Alors que la République Démocratique du Congo ambitionne de devenir la batterie énergétique de l’Afrique, le quotidien des Congolais, lui, s’écrit à la lueur des bougies. À Kinshasa comme en province, le réseau électrique s’effondre, plongeant des quartiers entiers dans une obscurité qui dure parfois plus d’une semaine.
Le calvaire du « noir total »
À Kinshasa, la capitale aux 17 millions d’habitants, le courant est devenu un luxe.
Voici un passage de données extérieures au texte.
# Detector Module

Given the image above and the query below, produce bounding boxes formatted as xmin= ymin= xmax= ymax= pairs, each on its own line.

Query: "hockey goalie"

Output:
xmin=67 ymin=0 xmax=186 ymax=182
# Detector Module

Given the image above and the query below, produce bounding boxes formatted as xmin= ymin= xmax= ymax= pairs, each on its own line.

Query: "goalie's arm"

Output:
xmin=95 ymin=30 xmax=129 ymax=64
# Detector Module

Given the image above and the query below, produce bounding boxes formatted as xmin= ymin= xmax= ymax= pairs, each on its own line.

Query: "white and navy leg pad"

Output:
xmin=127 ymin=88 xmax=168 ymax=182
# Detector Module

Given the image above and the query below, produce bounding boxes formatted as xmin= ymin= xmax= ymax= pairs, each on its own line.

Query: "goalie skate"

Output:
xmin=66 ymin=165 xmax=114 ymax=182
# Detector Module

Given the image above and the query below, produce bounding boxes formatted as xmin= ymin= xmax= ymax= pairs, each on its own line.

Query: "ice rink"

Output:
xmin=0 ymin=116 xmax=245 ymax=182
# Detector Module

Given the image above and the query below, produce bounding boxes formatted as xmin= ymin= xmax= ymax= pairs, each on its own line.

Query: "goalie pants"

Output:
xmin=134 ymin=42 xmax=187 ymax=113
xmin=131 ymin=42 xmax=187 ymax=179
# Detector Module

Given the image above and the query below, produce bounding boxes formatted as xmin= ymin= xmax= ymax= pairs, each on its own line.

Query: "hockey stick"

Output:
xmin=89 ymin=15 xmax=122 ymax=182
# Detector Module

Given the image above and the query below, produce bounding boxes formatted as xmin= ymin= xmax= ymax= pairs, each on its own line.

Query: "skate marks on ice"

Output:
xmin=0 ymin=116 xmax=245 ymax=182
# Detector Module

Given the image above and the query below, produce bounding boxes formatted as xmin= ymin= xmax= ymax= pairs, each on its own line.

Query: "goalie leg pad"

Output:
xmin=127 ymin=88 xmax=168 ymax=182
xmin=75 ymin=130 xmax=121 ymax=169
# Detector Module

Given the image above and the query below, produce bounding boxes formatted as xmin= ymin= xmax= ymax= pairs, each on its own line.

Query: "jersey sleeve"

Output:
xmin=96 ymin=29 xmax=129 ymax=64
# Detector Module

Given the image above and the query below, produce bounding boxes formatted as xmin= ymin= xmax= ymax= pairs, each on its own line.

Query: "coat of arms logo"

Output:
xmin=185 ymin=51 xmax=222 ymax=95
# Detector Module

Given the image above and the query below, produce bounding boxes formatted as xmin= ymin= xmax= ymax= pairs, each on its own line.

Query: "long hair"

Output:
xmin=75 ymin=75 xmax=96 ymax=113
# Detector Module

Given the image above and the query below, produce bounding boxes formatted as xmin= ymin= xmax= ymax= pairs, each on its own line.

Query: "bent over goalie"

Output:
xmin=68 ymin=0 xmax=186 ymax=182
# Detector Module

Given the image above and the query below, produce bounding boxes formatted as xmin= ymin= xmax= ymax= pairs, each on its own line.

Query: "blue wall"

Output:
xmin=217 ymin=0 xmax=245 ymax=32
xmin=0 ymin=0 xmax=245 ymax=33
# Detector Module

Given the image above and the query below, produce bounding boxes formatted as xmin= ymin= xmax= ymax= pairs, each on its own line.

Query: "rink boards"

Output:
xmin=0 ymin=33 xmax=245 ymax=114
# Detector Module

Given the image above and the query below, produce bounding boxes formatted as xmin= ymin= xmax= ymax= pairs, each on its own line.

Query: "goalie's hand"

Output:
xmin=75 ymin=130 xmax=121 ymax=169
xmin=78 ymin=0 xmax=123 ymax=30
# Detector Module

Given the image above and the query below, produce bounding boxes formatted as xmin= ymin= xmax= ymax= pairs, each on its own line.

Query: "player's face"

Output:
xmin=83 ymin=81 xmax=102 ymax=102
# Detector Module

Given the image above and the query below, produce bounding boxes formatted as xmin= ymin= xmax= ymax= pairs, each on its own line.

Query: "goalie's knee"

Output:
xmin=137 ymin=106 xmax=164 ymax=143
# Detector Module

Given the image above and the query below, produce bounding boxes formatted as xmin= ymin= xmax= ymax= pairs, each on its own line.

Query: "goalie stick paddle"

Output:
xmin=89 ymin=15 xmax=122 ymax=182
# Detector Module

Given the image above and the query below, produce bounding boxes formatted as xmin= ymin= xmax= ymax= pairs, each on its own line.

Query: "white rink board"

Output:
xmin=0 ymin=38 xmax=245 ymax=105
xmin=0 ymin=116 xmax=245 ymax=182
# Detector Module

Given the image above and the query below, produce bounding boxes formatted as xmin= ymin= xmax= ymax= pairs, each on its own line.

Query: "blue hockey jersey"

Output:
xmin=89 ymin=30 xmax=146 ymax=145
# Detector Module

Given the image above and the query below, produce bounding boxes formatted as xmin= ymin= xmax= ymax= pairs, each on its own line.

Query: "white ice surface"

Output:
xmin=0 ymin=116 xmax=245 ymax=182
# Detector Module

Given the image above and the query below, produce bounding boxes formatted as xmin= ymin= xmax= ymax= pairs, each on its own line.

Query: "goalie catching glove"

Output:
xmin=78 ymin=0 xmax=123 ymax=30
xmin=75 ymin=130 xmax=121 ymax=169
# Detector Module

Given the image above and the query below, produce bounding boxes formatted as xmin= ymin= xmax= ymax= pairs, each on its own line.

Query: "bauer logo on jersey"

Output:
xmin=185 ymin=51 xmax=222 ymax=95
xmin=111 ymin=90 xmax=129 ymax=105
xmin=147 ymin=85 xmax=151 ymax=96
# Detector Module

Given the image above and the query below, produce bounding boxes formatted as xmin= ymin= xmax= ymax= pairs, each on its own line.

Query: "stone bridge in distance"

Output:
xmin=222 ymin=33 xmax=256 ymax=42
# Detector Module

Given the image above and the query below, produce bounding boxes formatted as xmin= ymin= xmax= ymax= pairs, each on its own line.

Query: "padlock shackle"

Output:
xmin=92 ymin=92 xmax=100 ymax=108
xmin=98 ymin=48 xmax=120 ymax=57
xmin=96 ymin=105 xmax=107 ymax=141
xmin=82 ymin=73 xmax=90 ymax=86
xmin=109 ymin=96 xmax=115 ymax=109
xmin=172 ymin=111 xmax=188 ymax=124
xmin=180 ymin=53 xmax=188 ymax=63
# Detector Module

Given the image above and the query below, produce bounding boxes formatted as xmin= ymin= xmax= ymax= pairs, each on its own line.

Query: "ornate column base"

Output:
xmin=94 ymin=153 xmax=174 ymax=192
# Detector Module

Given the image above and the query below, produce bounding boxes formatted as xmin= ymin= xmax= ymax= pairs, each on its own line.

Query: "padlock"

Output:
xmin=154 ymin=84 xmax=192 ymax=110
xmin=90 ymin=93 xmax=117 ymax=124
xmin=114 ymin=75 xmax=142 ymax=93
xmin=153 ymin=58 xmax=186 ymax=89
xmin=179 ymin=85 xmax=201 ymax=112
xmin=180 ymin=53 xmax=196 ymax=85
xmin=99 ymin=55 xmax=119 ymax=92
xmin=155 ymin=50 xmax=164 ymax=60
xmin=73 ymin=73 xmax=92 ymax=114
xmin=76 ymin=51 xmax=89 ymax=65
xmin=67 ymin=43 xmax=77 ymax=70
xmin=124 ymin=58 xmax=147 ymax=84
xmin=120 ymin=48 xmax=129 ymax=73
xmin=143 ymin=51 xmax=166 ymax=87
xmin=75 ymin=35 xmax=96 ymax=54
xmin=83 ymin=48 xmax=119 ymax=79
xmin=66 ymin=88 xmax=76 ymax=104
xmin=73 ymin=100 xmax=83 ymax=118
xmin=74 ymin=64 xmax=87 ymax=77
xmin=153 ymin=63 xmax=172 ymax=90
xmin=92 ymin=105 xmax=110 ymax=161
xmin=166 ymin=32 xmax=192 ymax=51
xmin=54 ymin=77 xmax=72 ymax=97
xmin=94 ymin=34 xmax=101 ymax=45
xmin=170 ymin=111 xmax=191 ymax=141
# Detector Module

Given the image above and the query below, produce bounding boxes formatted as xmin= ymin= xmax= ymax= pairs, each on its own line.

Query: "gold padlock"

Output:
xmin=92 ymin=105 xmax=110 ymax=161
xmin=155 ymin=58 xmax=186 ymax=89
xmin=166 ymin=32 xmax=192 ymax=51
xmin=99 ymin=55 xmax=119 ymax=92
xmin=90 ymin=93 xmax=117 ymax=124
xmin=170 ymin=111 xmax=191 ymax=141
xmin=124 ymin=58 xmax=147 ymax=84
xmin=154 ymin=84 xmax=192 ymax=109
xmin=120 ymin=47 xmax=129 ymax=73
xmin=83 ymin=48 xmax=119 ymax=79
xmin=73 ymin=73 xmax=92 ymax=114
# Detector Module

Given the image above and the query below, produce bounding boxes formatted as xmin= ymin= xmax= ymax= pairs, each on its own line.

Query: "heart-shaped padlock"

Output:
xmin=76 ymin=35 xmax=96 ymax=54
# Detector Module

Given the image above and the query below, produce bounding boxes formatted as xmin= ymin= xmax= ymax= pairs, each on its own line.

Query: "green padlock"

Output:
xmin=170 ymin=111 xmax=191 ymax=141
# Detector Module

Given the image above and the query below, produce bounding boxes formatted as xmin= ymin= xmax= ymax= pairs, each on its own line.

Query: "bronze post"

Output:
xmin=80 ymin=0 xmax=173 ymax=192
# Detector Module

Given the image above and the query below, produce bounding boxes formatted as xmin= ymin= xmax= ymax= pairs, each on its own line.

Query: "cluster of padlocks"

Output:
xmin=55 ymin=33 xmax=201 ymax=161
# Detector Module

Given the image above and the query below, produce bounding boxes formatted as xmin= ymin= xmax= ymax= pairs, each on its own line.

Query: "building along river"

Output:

Dans des communes comme Makala ou Kintambo, les transformateurs explosent sous le poids de la vétusté, laissant des familles entières sans électricité pendant sept, dix, voire quinze jours consécutifs. Ce n’est plus du délestage, c’est un sevrage énergétique.
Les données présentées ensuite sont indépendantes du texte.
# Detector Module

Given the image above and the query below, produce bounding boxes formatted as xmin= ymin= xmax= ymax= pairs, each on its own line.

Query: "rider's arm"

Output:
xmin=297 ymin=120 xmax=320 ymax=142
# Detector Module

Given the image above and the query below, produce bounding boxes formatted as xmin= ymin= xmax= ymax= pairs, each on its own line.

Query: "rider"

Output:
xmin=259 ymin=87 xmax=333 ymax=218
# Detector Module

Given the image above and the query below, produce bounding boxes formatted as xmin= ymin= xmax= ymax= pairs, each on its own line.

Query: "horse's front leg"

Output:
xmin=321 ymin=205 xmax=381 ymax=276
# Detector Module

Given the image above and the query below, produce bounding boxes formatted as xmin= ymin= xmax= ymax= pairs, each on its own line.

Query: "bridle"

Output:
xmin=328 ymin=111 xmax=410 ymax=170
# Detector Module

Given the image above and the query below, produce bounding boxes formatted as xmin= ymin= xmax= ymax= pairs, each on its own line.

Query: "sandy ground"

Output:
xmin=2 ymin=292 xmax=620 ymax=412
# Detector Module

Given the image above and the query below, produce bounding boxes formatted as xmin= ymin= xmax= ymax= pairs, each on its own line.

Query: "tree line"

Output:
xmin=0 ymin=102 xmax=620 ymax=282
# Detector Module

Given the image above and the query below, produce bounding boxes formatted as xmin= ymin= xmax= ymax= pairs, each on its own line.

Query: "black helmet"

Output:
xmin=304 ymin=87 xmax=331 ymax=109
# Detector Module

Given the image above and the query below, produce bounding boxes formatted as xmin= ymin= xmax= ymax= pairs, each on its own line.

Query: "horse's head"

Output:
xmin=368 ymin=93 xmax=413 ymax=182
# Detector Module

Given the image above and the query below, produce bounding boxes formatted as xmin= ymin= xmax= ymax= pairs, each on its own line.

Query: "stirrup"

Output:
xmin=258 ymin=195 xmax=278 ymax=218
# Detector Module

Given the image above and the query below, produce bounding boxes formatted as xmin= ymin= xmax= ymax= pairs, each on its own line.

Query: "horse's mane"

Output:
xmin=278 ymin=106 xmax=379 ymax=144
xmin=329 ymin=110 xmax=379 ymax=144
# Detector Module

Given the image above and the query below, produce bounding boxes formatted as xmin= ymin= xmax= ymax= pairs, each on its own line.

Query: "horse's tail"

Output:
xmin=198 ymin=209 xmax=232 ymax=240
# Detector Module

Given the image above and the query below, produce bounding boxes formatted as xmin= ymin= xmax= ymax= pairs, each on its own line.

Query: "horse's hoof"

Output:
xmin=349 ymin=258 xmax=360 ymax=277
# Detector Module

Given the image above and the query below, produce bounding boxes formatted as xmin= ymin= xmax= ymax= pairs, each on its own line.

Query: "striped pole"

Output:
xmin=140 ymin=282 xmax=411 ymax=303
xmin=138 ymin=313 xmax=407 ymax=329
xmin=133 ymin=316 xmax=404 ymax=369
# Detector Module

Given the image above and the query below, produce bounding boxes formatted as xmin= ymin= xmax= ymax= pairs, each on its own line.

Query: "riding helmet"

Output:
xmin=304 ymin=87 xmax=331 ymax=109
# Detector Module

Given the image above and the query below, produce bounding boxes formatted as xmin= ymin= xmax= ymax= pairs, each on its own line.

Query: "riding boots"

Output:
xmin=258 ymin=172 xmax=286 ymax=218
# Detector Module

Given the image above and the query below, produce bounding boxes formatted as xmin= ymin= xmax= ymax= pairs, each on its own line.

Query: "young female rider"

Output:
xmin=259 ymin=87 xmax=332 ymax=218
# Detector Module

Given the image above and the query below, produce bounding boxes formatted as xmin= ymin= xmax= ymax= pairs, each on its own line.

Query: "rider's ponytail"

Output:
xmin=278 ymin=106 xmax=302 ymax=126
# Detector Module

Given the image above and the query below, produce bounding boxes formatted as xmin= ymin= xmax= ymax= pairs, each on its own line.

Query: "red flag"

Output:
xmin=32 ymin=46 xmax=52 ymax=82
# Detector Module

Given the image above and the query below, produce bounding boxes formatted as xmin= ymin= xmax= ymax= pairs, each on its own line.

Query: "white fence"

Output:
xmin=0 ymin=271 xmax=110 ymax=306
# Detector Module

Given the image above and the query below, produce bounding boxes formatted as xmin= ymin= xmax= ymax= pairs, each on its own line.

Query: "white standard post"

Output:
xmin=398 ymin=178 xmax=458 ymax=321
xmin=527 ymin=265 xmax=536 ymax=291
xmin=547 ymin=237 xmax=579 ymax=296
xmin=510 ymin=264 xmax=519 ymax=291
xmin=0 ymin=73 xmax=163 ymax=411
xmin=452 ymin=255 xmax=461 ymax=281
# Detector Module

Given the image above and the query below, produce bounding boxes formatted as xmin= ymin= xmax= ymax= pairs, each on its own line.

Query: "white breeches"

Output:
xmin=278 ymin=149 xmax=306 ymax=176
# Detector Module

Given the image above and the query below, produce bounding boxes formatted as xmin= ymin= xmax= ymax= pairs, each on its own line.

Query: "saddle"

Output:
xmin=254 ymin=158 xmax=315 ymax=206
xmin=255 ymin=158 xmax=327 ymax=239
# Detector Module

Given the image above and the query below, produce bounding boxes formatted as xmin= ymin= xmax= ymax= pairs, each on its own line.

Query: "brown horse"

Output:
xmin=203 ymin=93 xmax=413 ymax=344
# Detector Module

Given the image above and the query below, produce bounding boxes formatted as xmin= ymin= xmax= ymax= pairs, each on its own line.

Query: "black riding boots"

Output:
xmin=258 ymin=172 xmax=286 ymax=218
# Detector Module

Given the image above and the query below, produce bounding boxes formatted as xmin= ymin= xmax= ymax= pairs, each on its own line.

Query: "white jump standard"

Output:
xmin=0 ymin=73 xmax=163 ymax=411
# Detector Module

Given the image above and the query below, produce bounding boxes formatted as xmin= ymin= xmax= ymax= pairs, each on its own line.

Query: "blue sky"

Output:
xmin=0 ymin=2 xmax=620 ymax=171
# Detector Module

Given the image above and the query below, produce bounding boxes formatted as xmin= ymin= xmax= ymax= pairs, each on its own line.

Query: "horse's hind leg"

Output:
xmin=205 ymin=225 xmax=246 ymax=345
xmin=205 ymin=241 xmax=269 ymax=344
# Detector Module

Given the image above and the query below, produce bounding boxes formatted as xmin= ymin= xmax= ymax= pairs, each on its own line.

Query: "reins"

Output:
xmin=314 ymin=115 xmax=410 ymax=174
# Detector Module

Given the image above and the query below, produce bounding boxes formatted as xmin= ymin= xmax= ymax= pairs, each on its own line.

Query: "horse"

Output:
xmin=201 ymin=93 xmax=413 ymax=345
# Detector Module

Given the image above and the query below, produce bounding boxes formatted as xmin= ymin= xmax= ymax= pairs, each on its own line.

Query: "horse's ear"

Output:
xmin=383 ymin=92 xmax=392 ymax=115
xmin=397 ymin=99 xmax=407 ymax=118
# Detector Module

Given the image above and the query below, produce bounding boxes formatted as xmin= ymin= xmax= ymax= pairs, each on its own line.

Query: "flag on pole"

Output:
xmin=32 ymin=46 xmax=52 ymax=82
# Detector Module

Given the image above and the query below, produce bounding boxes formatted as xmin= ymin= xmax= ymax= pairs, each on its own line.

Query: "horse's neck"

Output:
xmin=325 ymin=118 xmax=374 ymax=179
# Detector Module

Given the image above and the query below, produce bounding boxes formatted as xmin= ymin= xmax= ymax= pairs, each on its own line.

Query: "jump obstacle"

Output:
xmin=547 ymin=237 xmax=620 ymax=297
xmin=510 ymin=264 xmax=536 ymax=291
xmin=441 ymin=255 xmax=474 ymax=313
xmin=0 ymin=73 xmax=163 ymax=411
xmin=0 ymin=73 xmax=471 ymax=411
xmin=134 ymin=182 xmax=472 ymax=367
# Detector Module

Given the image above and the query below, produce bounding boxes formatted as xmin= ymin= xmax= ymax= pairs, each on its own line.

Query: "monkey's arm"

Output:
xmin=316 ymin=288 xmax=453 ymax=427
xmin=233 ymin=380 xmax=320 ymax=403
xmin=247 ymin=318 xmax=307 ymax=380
Les petits commerces (boutiques, salons de coiffure, dépôts de vivres frais) tournent à perte ou ferment. L’absence d’éclairage public favorise les poches d’insécurité où le banditisme urbain prospère. Les ménages doivent se rabattre sur des braises ou des groupes électrogènes coûteux, alourdissant un budget déjà précaire.
Infrastructures : Le poids des années
La Société Nationale d’Électricité (SNEL) pointe du doigt un réseau à bout de souffle. Entre les câbles souterrains qui datent de l’époque coloniale et le manque criant d’investissements dans la maintenance d’Inga, le fossé se creuse. Si des projets comme le barrage de Kakobola offrent une lueur d’espoir pour le Grand Bandundu, l’urgence reste nationale.
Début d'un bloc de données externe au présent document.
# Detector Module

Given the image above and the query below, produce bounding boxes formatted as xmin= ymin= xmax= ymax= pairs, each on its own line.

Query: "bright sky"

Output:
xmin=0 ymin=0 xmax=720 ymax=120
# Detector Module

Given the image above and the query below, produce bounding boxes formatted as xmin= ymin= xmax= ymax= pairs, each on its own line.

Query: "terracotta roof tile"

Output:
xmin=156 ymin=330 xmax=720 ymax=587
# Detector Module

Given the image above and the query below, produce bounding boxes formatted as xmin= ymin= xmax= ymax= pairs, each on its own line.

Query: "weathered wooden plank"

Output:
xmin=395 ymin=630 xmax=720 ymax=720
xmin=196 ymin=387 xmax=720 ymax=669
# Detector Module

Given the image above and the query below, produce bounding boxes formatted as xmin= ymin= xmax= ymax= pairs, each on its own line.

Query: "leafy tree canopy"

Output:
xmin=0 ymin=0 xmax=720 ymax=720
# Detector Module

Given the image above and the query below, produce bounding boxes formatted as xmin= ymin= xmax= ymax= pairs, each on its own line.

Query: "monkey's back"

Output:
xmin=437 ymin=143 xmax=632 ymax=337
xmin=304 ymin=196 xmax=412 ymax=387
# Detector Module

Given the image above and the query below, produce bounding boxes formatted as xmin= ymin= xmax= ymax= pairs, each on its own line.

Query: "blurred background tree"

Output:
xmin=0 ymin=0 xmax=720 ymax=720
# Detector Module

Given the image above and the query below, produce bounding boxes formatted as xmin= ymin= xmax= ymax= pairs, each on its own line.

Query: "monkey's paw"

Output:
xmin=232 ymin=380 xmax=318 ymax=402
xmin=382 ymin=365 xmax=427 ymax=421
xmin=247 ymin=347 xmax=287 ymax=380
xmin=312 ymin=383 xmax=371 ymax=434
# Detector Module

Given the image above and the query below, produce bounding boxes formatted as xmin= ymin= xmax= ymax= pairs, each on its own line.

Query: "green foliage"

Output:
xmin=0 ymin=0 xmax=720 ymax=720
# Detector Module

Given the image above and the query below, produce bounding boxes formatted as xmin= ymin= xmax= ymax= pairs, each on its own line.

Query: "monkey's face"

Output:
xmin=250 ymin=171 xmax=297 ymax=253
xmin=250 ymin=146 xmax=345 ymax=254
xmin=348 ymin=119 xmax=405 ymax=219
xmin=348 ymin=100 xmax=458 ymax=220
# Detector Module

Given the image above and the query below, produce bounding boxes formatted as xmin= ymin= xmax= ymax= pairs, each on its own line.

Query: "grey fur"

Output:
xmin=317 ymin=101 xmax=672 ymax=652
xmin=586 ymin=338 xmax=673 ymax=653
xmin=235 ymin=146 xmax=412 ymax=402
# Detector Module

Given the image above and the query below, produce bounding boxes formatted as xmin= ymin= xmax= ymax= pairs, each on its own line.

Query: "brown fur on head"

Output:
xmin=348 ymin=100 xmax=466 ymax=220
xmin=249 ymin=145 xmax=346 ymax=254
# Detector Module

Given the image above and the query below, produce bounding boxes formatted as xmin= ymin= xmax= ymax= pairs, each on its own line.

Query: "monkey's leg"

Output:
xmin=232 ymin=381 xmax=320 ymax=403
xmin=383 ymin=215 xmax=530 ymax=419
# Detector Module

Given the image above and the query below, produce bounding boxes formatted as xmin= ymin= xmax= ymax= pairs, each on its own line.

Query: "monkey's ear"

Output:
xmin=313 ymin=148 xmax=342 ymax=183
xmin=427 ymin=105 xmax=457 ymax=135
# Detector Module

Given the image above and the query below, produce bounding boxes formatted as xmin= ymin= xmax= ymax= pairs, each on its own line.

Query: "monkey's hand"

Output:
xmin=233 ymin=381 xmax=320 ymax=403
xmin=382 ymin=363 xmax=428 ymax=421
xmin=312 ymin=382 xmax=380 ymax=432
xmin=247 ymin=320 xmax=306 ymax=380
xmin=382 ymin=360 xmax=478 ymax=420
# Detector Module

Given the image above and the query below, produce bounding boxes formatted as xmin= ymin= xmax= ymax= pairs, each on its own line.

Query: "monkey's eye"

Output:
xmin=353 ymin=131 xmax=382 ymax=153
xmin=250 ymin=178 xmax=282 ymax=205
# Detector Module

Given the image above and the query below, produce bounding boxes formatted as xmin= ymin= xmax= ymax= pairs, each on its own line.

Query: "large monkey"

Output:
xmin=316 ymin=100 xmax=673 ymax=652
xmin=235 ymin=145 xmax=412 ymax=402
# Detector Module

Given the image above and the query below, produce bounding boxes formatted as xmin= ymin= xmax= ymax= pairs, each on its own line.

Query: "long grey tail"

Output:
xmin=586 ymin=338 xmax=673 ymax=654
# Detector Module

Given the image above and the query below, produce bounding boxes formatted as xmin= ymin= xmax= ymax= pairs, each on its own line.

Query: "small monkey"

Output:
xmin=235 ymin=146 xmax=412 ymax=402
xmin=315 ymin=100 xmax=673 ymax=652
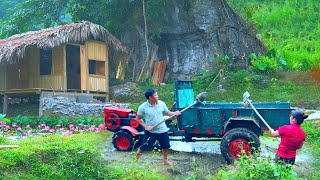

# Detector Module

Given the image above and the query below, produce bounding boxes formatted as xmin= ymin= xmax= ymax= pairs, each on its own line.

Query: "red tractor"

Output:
xmin=104 ymin=81 xmax=292 ymax=163
xmin=104 ymin=106 xmax=143 ymax=151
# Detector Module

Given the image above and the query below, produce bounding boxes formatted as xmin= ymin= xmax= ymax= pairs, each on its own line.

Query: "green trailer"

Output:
xmin=105 ymin=81 xmax=293 ymax=163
Un cri de détresse citoyen
Sur les réseaux sociaux et dans les rues, la colère gronde. Les collectifs de la société civile, à l’image de la CORAP, multiplient les rapports alarmants. Pour beaucoup, il est inadmissible qu’un pays doté d’un potentiel de 100 000 MW ne parvienne pas à éclairer ses propres foyers.
Le défi pour 2026 est clair : passer des discours de « potentiel énergétique » à la réalité du « bouton qui allume la lampe« . Sans une réforme structurelle profonde, le poumon de l’Afrique risque de continuer à respirer dans le noir.